How was Morton finally freed? His wife's brother had found the bloody bandanna the police left later that day, and he turned it in. For years, Williamson County fought Morton's requests to have the evidence in his case tested. Prosecutors ridiculed his efforts and taunted him, saying they'd consider DNA testing the evidence only if Morton would first take responsibility for the crime.The blood exonerated Michael Morton, and indicted someone else, one Mark Norwood. According to the investigation of the Innocence Project, Norwood seems to have perpetrated a similar murder after that of Morton's wife -- putting the authorities in the uncomfortable situation of having let a murderer go kill someone else while they put the wrong man in jail.

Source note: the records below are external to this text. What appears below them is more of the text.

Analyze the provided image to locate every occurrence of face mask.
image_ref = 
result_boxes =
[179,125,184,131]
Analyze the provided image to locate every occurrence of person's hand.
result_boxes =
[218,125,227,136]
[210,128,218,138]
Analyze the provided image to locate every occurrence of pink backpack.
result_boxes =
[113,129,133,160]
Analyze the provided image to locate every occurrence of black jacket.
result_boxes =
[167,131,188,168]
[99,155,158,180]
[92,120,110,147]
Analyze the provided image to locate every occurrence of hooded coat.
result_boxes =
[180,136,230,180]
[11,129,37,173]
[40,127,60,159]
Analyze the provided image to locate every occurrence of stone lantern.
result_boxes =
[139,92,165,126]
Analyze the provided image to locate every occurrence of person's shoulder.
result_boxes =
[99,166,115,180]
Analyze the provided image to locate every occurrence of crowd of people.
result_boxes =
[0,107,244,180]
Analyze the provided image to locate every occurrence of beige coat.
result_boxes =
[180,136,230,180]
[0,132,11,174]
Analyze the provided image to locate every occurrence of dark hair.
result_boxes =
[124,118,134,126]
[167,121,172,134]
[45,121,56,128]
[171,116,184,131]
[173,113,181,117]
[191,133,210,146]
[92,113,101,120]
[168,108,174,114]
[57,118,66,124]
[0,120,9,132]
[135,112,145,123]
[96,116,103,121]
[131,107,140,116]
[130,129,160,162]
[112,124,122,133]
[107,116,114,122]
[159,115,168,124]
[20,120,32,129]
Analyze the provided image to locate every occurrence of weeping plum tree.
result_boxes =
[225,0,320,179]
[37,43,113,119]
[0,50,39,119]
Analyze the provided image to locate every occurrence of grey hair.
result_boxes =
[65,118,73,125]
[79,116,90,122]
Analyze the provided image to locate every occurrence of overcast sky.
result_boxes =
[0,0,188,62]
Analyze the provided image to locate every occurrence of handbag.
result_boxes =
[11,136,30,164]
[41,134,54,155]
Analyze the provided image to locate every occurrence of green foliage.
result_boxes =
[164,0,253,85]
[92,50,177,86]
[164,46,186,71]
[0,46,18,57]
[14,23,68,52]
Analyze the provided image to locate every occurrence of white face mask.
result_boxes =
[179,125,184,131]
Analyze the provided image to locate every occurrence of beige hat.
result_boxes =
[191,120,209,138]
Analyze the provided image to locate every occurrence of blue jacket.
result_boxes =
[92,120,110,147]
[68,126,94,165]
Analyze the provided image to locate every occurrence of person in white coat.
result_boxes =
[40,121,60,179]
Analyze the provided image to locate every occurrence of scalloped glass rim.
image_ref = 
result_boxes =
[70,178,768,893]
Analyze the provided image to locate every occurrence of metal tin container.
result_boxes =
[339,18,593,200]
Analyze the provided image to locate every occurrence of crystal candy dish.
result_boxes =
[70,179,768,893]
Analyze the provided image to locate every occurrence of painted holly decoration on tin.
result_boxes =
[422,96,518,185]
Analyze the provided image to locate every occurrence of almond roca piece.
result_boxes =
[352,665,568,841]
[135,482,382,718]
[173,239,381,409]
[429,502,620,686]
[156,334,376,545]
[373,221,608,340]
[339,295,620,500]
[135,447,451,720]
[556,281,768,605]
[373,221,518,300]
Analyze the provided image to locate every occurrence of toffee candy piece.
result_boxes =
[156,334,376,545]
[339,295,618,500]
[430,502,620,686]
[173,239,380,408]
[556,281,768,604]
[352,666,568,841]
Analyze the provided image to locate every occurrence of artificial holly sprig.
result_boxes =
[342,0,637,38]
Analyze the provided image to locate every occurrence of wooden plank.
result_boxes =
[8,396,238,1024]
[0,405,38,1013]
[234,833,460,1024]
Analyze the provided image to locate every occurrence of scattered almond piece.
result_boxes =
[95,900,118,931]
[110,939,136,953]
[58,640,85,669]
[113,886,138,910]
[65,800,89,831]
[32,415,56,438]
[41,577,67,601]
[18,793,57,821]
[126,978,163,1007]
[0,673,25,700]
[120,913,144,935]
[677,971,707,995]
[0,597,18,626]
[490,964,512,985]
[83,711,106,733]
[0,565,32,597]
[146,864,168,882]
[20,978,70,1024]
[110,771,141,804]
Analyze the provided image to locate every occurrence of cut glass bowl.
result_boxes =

So the ex-DA, now judge, Ken Anderson, says he knows he didn't do anything wrong. That he doesn't remember if he did reveal the exculpatory evidence to the defense, but that the law said he had no duty to do so. That's his defense; a technicality. I suppose that may comfort him, if not Michael Morton, or Phillip Baker, the husband of that second victim uncovered by the Innocence Project. Where DNA from the second crime scene matched the bloody bandanna from outside the Mortons' home, the evidence that the police chose to ignore.
So the legislation that Michael Morton wants passed would take the law license away from a prosecutor who withholds exculpatory evidence and gets caught. And he's getting back together with his son. The rest is damage done.
Hopefully, cases like these -- and make no mistake, it's cases, plural, the article cites more than forty exonerations in Texas in the past few years -- may help to explain some measure of distrust that I harbor for the criminal justice system, and why I find it ill suited to hand out the death penalty. People like Michael Morton can at least be exonerated, let out of jail to perhaps enjoy what's left of their lives, perhaps be compensated through lawsuits.
But as much as the authorities may seek to bury evidence in a case like Morton's, it seems obvious that they would work at least as hard to hide a mistake with no take-back, where the victim has been executed. And we've seen some evidence of that in Texas as well, where Rick Perry interfered with the Texas Forensic Science Commission and may have been covering up the execution of an innocent man on his watch.
We have a system of justice where the police may miss or intentionally ignore evidence, where juries may seek the sense of safety a conviction provides, where district attorneys build their careers on putting killers in jail, and where the authorities have an obvious motivation to cover up any mistakes or shortcuts along the way. A system where they may demand a guilty plea in return for something, or for not doing something. Can we trust a system like that with the power of life and death, where you might never know if there's more to the official story?
Sun Apr 29, 2012 at 7:55 AM PT: Thanks for the rescue and the rec - I always appreciate the opportunity to get a good story read by a few more folks.
Just wanted to add, before this diary drops off the spotlight, that Melissa Harris-Perry spent part of her first hour this Sunday morning talking about the death penalty. Hopefully they'll put some video clips online later.